Die Klassengesellschaft im Film "Titanic" scheint arg romantisiert: Oben auf dem teuren Erste-Klasse-Deck versuchen sich die Spitzen der Gesellschaft bei steifen Festen gegenseitig zu beeindrucken und die Töchter reich zu verheiraten. Unten in der dritten Klasse dagegen geht es rauer, aber herzlicher zu. Und natürlich wächst nur hier die wahre Liebe.
Bloß ein Hollywood-Klischee? Nicht ganz. Diesen Schluss legen jedenfalls neue Forschungsergebnisse nahe, die der Psychologe Dacher Keltner von der kalifornischen Universität Berkeley jetzt im Fachjournal "Current Directions in Psychological Science" zusammengefasst hat: Menschen aus den unteren Schichten sind großzügiger und erkennen auch besser, wie es anderen Menschen geht. Dabei hätten sie genügend Gründe, weniger an andere zu denken, argumentiert Keltner. Denn sie leben oft in schwierigen Verhältnissen, ihre persönlichen Beziehungen sind überdurchschnittlich stressig, und natürlich haben sie weniger abzugeben als Bessergestellte.

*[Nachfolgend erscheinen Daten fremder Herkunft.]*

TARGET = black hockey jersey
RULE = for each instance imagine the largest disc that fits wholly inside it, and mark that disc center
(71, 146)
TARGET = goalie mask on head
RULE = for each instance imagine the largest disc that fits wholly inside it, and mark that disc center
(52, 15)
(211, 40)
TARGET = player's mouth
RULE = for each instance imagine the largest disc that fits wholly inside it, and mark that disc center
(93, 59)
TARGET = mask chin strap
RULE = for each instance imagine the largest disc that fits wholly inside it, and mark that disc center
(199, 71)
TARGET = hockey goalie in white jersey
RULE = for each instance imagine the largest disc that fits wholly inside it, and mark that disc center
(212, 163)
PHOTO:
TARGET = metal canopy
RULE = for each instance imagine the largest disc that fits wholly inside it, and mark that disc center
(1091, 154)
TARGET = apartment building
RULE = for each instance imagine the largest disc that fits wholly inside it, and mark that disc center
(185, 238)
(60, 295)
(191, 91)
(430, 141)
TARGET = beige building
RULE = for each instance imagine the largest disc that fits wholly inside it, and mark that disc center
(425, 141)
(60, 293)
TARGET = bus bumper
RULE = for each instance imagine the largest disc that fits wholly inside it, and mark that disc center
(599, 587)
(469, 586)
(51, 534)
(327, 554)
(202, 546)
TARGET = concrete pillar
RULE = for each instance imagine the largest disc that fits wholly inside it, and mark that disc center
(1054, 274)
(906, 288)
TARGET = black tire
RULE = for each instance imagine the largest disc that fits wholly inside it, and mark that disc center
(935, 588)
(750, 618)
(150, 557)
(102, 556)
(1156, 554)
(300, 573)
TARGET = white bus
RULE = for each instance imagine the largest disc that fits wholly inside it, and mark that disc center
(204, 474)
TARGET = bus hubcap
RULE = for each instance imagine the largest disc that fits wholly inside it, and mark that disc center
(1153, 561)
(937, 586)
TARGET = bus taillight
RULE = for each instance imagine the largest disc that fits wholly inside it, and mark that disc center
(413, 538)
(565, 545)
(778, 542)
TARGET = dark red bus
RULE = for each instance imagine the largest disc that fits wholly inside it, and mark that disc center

Trotzdem sagen Arme, dass sie einen höheren Anteil ihres Einkommens spenden als Reiche. Anhand einer US-weiten Umfrage rechnete die Dachorganisation der amerikanischen Wohltätigkeitsverbände vor: Haushalte mit einem Jahreseinkommen von weniger als 25.000 Dollar spenden 4,2 Prozent ihres kümmerlichen Budgets, Reiche ab 100.000 Dollar aufwärts geben dagegen - jeweils nach Angaben Befragter - nur 2,7 Prozent ab.
Steuererklärungen bestätigen das Ergebnis
Ein ähnliches Bild ergab sich, als Wohltätigkeitsforscher der New-Tithing-Group aus San Francisco die Steuererklärungen von unter 35-Jährigen auswerteten. Diejenigen mit einem Jahreseinkommen von unter 200.000 Dollar spendeten 1,9 Prozent ihres Vermögens. Wer mehr kassierte, stiftete dagegen nur ein halbes Prozent. Das galt sogar für die jungen Großverdiener mit einem Jahresverdienst von mehr als zehn Millionen - neureiche Internet-Unternehmer scheinen nicht besonders spendabel zu sein.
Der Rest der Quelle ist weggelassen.